Gwynplaine vaguely felt himself the object of a redemption. Why had he been persecuted? He knew not. Why redeemed? He knew not. All he knew was that a halo had encircled his brand. When Gwynplaine had been old enough to understand, Ursus had read and explained to him the text of Doctor Conquest, "De Denasatis," and in another folio, Hugo Plagon, the passage, "Nares habens mutilas;" but Ursus had prudently abstained from "hypotheses," and had been reserved in his opinion of what it might mean. Suppositions were possible. The probability of violence inflicted on Gwynplaine when an infant was hinted at; but for Gwynplaine there was no proof except the result. It seemed to be his destiny to live under a stigma. Why this stigma? There was no answer. Everything connected with Gwynplaine's childhood was shrouded in mystery; nothing was certain save the one terrible fact.

In Gwynplaine's dire despondency Dea had angelically interposed between him and despair, and he perceived, that, horrible as he was, a sort of beautified wonder was softening his monstrous visage. Having been fashioned to create dread, he was, by a miraculous exception to the general rule, admired and adored as an angel of light by one who seemed as far above him as a star. Gwynplaine and Dea made a perfect pair; so these two suffering hearts very naturally adored each other. One nest and two birds,—that was their story. They had begun to obey the universal law,—to please, to seek, and to find.

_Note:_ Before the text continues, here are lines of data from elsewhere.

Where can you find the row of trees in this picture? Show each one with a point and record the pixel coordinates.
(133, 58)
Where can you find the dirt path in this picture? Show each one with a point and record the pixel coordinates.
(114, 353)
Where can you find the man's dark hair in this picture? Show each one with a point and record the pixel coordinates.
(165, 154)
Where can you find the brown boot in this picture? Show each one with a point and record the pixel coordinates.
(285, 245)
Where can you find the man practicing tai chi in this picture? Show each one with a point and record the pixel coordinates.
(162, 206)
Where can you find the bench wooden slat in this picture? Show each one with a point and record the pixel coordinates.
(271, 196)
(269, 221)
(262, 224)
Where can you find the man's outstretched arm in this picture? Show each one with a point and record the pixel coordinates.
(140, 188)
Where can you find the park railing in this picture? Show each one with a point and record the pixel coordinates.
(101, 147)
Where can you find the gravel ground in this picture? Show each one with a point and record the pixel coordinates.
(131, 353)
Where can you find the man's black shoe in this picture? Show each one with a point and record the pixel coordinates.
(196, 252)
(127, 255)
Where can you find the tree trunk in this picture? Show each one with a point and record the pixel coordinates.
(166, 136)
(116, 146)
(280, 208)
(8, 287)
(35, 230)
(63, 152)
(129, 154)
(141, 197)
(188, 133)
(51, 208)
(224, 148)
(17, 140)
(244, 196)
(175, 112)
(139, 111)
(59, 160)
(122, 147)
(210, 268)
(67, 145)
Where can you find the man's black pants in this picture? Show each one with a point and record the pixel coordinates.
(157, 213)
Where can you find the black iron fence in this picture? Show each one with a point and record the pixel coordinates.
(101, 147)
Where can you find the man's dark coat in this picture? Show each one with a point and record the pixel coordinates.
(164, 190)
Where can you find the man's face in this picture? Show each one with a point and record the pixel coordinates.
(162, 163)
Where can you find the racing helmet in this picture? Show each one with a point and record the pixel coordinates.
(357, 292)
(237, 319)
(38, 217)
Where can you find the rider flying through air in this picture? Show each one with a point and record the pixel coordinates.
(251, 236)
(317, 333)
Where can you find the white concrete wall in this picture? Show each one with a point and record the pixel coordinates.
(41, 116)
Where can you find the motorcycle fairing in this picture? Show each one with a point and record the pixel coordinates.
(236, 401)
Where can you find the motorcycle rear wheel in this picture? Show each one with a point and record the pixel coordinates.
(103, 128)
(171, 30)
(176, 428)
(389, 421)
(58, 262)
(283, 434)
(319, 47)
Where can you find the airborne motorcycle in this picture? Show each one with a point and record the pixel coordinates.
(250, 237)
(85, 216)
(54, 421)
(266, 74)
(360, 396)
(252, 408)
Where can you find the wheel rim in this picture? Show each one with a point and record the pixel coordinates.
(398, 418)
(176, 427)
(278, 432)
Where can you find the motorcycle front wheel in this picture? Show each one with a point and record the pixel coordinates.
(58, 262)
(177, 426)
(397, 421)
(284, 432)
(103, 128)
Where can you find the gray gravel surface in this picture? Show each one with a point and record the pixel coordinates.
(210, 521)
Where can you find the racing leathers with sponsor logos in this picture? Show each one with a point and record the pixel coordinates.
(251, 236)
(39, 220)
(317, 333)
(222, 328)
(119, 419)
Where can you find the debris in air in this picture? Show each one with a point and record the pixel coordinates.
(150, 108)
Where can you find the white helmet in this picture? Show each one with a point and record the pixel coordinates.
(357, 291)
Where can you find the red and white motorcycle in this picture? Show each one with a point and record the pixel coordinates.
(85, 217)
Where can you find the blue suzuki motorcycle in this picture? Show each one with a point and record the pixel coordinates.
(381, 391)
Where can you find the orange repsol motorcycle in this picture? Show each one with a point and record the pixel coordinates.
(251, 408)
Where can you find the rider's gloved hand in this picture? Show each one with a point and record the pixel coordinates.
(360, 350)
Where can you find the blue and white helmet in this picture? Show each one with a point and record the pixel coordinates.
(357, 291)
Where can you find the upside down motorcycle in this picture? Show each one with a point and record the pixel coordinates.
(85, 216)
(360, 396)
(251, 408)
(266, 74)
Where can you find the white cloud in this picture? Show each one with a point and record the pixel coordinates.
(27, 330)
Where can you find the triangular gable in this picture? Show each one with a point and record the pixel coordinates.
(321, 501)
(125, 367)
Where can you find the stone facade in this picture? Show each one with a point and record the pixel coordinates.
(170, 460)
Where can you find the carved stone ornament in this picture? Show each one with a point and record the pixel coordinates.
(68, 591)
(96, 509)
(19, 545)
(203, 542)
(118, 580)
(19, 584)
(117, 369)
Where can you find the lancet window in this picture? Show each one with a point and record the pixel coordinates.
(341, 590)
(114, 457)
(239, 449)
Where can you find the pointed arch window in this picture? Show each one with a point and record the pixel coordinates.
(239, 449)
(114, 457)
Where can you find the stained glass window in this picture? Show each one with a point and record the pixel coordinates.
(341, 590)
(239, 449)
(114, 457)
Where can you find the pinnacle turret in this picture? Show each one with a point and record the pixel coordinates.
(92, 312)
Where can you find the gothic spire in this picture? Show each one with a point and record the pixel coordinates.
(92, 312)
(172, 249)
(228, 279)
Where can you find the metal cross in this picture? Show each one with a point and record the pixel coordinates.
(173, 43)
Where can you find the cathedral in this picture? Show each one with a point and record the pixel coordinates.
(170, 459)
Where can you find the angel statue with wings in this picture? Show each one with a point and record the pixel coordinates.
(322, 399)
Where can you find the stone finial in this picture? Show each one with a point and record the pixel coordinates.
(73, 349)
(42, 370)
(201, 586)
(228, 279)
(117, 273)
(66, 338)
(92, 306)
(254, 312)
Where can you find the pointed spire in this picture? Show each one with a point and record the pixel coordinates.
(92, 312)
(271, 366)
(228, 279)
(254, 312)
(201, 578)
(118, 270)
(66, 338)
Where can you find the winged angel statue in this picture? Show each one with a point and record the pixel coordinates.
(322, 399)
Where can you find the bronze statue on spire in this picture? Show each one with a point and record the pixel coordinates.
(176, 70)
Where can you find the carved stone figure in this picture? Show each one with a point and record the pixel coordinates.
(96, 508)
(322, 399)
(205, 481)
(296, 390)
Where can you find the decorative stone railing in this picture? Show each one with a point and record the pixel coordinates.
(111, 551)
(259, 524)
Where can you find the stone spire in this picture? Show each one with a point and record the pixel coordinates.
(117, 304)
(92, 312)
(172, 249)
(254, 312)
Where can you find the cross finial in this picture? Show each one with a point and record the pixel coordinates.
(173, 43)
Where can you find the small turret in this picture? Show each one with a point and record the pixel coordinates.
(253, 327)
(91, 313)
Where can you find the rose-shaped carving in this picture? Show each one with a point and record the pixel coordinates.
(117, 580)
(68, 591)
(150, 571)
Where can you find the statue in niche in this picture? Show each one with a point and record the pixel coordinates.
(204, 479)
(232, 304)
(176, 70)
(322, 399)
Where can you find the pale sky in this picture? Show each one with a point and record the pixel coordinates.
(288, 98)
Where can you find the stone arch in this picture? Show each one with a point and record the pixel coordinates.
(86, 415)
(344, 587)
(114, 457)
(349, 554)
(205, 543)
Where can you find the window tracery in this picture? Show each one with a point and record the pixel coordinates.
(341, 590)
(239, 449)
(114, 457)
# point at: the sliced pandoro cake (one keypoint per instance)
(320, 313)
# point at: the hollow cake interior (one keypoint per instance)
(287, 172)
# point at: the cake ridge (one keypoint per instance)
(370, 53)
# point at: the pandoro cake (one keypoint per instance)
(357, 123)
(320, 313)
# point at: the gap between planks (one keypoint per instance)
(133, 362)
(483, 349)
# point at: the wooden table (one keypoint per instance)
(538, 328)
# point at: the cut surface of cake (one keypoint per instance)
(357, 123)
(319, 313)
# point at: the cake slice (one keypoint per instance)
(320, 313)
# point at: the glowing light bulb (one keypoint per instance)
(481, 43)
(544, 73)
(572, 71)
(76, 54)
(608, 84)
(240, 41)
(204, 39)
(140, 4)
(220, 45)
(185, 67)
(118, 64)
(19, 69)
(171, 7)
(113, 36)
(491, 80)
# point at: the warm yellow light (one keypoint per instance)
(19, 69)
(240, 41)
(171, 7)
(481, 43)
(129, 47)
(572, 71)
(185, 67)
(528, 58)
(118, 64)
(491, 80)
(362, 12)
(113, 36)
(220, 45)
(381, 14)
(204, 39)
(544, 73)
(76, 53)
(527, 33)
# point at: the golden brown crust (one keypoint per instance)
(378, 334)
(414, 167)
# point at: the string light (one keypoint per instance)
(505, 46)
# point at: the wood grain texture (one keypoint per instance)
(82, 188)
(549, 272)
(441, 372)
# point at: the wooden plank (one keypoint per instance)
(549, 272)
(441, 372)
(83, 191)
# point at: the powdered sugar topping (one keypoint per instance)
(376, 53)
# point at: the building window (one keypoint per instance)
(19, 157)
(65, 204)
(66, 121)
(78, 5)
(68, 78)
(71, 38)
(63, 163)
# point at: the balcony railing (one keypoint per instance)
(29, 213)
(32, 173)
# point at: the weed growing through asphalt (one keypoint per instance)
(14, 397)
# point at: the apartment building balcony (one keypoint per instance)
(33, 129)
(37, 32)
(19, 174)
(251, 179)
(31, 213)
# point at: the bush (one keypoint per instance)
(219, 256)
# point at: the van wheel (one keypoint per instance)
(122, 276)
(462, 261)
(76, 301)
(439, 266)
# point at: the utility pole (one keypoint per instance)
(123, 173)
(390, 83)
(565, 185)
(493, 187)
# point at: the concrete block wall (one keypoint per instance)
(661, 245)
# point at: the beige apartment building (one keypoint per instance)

Thus hatred had made a mistake. The persecutors of Gwynplaine, whoever they might have been, had missed their aim. They had intended to drive him to desperation: they had succeeded in driving him into enchantment. They had affianced him beforehand to a healing wound; they had predestined him to be consoled by an affliction. The pincers of the executioner had softly changed into the delicately moulded hand of a girl. Gwynplaine was horrible,—made horrible by the hand of man. They had hoped to exile him forever,—first, from his family, if his family existed; and then from humanity. When an infant, they had made him a ruin. Of this ruin Nature had repossessed herself, as she does of all ruins. Nature had consoled this solitary heart, as she consoles all solitudes. Nature comes to the aid of the deserted; when everything fails them she gives them herself. She flourishes and grows green amid ruins; she has ivy for the stones, and boundless sympathy for man.